Aangezien er nog niet eerder op deze schaal in de wildwal is geboord zal dat ook zeker gebeuren. De resultaten van zijn totaalonderzoek worden eind maart 2013 verwacht.
Door het winterweer heeft Erik van den Berg helaas maar enkele boringen kunnen doen. Die geven een redelijk eenduidig beeld: agrarische gronden aan de westkant en de woeste gronden aan de oostkant. Onder de wildwal is steeds een woeste grond aangetroffen (hoofdzakelijk heide en bij de Goudsberg vermoedelijk bos, maar daar moeten nog meerdere boringen gedaan worden.
De scheiding van woeste- en agrarische-grond ligt pal aan de rand van de wal. Door onder meer deze gegevens heeft Erik de theorie ontwikkeld dat we hier te maken hebben met een eswal. Een es is een aaneengesloten stuk bouwland, met oorspronkelijk een verkaveling van tot grotere blokken gegroepeerde smalle, strookvormige percelen land, elk van een andere gebruiker/bezitter.

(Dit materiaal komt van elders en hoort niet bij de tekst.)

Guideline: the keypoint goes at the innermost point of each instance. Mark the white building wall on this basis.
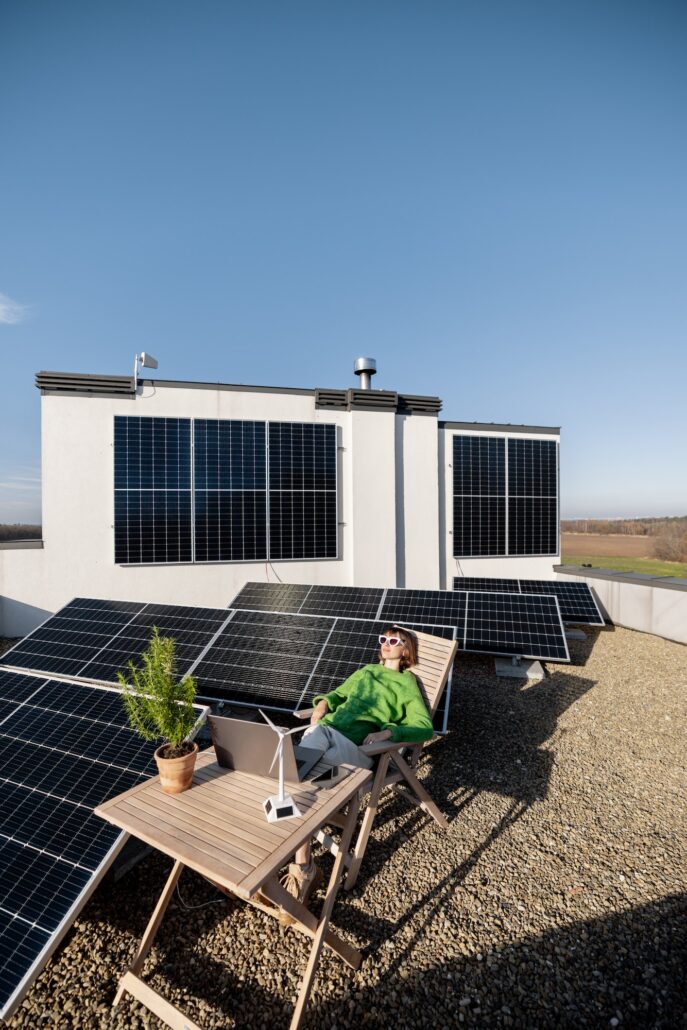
(394, 483)
(373, 498)
(78, 507)
(417, 502)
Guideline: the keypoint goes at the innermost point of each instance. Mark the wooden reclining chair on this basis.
(396, 762)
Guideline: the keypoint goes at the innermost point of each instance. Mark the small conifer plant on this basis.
(156, 702)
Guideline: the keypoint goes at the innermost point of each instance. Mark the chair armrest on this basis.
(382, 746)
(378, 749)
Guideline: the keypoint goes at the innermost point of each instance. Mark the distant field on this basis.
(621, 546)
(627, 554)
(649, 565)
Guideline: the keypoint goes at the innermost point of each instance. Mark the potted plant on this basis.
(158, 705)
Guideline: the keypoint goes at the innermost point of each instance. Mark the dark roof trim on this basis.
(22, 545)
(637, 579)
(549, 431)
(74, 382)
(235, 387)
(413, 404)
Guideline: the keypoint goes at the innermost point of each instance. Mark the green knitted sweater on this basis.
(374, 698)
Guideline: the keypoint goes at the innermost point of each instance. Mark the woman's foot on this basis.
(300, 882)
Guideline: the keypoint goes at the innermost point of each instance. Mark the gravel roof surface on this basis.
(556, 898)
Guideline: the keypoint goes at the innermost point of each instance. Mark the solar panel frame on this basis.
(53, 850)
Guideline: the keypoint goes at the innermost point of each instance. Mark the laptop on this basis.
(250, 747)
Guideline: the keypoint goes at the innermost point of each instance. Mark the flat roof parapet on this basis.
(549, 431)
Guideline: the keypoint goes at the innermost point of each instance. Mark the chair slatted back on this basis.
(435, 658)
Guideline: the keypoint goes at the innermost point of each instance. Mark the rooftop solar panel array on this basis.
(576, 599)
(92, 639)
(490, 623)
(64, 748)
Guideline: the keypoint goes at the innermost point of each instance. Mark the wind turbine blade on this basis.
(276, 753)
(268, 720)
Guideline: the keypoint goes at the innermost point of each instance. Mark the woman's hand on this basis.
(382, 734)
(318, 713)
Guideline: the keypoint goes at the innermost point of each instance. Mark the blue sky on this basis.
(489, 199)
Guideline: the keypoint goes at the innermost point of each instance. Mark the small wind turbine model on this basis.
(280, 805)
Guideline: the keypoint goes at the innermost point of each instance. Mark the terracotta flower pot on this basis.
(176, 774)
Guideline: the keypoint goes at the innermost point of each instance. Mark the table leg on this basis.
(152, 927)
(330, 898)
(425, 801)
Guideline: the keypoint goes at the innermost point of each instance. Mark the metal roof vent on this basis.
(366, 368)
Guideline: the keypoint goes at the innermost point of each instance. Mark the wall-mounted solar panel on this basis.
(303, 520)
(505, 495)
(152, 490)
(479, 495)
(92, 639)
(64, 748)
(230, 490)
(577, 603)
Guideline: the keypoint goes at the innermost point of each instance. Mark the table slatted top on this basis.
(218, 826)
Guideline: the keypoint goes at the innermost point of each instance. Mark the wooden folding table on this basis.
(217, 827)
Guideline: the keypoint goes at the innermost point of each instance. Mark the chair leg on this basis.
(368, 820)
(330, 898)
(421, 793)
(153, 926)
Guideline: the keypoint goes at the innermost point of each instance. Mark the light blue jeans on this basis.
(337, 748)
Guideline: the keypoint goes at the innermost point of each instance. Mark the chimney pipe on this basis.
(366, 368)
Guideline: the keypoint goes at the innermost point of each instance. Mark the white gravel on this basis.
(556, 898)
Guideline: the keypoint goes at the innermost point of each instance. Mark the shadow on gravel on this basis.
(495, 740)
(580, 651)
(626, 967)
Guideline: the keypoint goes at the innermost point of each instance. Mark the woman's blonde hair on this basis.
(409, 656)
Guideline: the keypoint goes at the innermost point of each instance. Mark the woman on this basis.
(378, 702)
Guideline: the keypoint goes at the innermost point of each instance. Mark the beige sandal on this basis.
(300, 883)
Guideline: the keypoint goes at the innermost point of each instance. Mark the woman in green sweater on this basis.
(378, 702)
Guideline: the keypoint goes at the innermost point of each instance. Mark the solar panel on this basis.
(526, 625)
(230, 490)
(64, 748)
(263, 658)
(505, 495)
(93, 639)
(272, 596)
(479, 495)
(576, 599)
(359, 603)
(428, 609)
(424, 608)
(303, 490)
(152, 496)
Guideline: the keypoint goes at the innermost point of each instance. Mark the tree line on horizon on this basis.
(668, 535)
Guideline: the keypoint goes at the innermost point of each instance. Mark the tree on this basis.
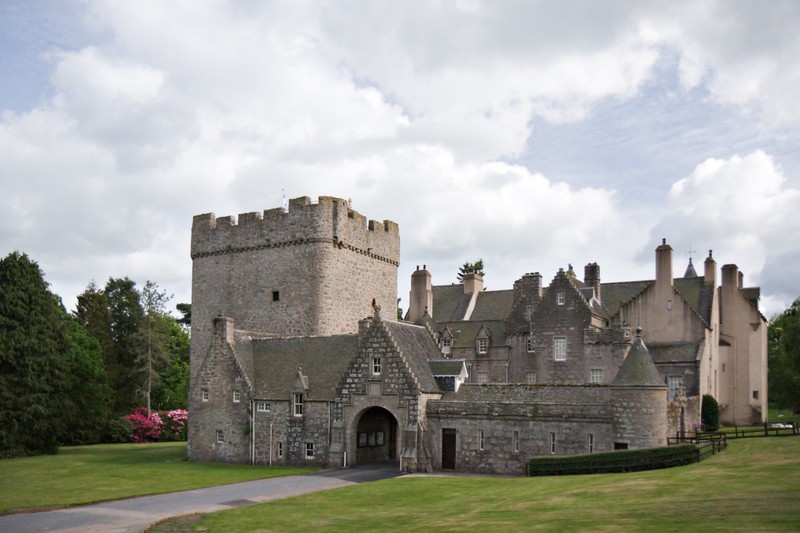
(154, 303)
(126, 317)
(33, 368)
(470, 268)
(784, 357)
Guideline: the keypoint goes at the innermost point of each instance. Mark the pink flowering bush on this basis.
(145, 428)
(175, 424)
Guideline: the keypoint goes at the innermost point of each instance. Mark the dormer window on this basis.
(483, 345)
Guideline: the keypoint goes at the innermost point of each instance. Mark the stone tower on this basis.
(311, 269)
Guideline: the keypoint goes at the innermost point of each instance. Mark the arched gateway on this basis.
(376, 436)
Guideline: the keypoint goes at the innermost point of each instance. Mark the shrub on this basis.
(145, 428)
(118, 431)
(709, 413)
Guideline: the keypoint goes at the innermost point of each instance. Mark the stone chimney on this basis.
(664, 264)
(710, 274)
(473, 283)
(591, 278)
(421, 294)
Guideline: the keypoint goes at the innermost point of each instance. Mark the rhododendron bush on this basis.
(158, 426)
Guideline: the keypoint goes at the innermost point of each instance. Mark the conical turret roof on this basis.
(638, 369)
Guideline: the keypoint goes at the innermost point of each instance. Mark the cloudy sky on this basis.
(530, 134)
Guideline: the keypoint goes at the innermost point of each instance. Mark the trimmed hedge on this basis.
(618, 461)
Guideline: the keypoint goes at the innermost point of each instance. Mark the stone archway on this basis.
(376, 436)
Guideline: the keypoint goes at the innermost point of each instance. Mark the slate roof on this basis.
(323, 360)
(492, 305)
(638, 368)
(418, 348)
(449, 302)
(465, 332)
(675, 352)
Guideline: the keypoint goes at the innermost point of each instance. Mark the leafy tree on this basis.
(470, 268)
(33, 369)
(784, 357)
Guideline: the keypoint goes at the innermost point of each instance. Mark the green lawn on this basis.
(753, 486)
(87, 474)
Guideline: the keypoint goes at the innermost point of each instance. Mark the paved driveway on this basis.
(135, 514)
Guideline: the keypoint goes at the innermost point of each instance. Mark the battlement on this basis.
(330, 220)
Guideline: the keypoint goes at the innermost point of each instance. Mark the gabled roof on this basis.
(638, 369)
(323, 361)
(675, 352)
(417, 348)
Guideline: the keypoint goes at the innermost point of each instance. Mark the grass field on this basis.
(88, 474)
(753, 486)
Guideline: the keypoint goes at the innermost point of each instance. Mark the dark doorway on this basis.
(448, 449)
(376, 437)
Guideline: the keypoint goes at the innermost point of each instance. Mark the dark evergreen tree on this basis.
(784, 358)
(34, 370)
(126, 318)
(470, 268)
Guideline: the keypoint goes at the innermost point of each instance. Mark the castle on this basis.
(297, 356)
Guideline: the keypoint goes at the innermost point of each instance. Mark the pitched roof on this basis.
(675, 352)
(323, 361)
(638, 369)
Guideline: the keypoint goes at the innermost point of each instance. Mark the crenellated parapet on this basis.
(329, 221)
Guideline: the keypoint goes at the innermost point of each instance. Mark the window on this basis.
(483, 345)
(297, 401)
(560, 348)
(673, 384)
(446, 344)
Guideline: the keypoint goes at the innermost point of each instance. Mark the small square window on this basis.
(297, 400)
(560, 348)
(483, 345)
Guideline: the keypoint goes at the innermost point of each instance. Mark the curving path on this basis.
(135, 514)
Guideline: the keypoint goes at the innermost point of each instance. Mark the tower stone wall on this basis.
(313, 269)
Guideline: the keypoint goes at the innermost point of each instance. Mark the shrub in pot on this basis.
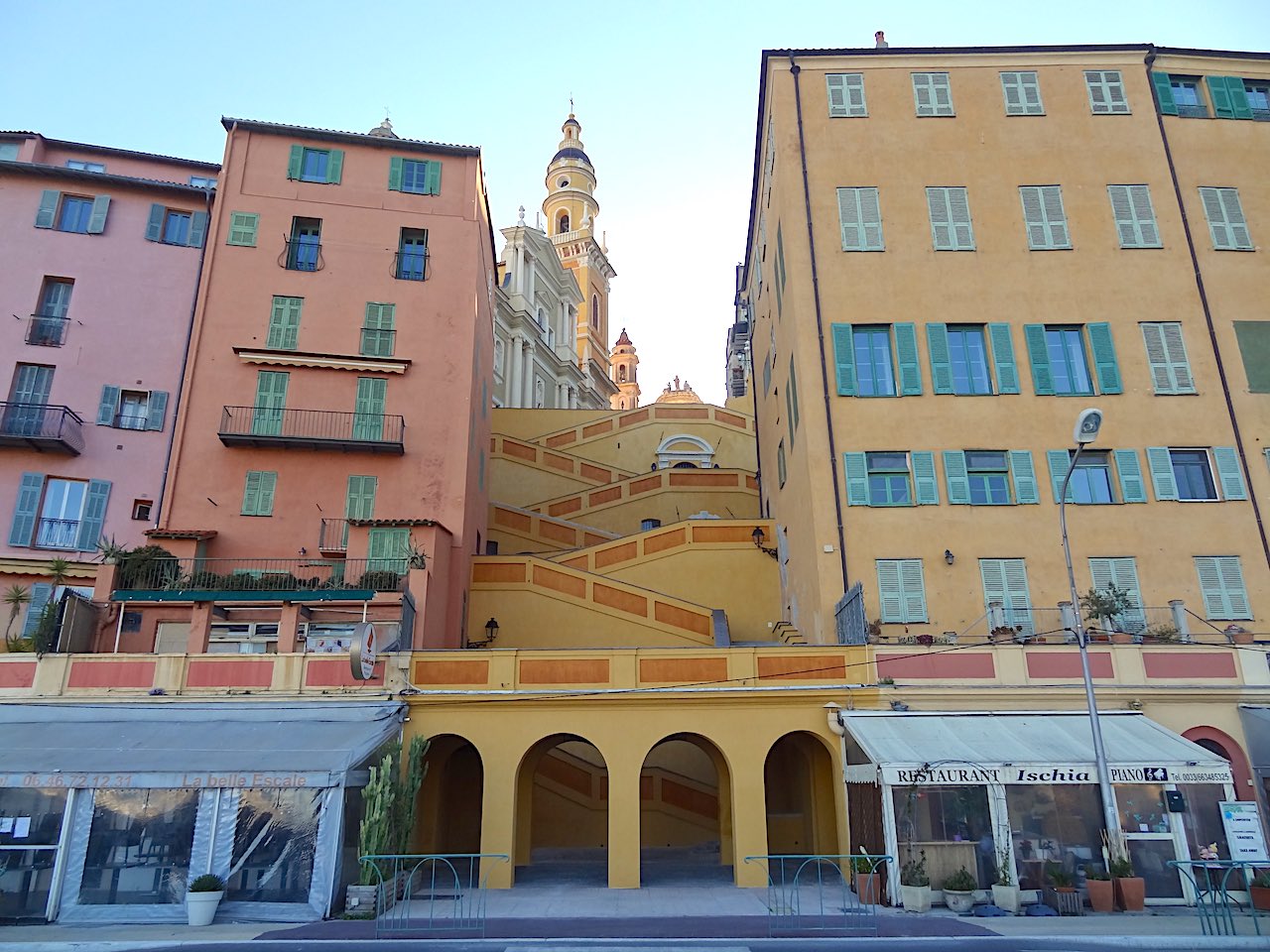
(202, 897)
(959, 892)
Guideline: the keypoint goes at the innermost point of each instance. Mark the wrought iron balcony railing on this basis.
(48, 331)
(45, 426)
(312, 429)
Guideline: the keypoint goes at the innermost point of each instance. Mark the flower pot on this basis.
(1006, 897)
(200, 906)
(1130, 892)
(1101, 895)
(916, 898)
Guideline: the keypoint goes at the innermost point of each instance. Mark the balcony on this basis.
(46, 331)
(41, 426)
(259, 580)
(313, 429)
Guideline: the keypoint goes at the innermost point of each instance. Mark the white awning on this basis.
(952, 748)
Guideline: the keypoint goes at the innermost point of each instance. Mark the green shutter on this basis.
(924, 477)
(1103, 358)
(955, 477)
(96, 221)
(1003, 357)
(910, 365)
(1164, 93)
(94, 516)
(154, 227)
(334, 166)
(23, 526)
(1038, 353)
(108, 407)
(1161, 466)
(856, 468)
(48, 213)
(1024, 475)
(1229, 472)
(942, 363)
(1133, 488)
(843, 359)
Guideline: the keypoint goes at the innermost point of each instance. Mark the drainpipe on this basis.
(1207, 312)
(820, 326)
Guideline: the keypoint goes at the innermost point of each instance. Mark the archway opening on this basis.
(562, 829)
(685, 812)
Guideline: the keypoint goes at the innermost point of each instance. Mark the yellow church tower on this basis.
(571, 211)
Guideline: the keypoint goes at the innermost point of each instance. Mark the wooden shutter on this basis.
(1103, 358)
(1133, 488)
(1228, 472)
(48, 213)
(928, 490)
(1003, 358)
(843, 361)
(910, 365)
(942, 362)
(27, 509)
(955, 477)
(1024, 475)
(856, 468)
(94, 516)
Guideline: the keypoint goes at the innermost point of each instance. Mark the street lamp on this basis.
(1087, 426)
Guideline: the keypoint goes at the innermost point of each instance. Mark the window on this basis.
(860, 218)
(1023, 94)
(1134, 217)
(1044, 217)
(1166, 356)
(1220, 580)
(1106, 91)
(933, 94)
(316, 164)
(285, 324)
(414, 176)
(412, 262)
(258, 490)
(901, 590)
(1225, 221)
(377, 334)
(846, 95)
(304, 246)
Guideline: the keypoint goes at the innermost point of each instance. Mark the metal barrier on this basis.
(431, 892)
(822, 892)
(1213, 881)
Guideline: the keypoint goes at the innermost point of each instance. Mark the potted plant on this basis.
(1097, 884)
(959, 892)
(1129, 889)
(202, 897)
(915, 885)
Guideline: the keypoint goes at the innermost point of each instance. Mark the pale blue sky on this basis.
(666, 93)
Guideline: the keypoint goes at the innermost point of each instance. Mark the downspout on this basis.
(820, 325)
(1207, 312)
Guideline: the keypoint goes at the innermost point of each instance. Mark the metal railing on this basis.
(264, 425)
(42, 424)
(45, 330)
(431, 892)
(289, 575)
(817, 892)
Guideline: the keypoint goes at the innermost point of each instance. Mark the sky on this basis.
(666, 93)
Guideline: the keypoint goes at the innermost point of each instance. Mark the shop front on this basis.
(985, 791)
(108, 810)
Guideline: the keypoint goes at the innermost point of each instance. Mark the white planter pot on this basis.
(200, 906)
(916, 898)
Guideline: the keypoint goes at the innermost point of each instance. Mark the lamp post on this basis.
(1087, 426)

Erik zal dat nog nader onderzoeken, maar de informatie tot nu toe wijst wel in deze richting.
Tenslotte
Het is alweer een tijdje geleden dat het “Wildwalgenootschap” of platform Wildwal bij elkaar gezeten heeft. Maar er zit weer schot in de zaak. Het is de bedoeling dat de Wildwal werkgroep dit voorjaar weer bij elkaar komt.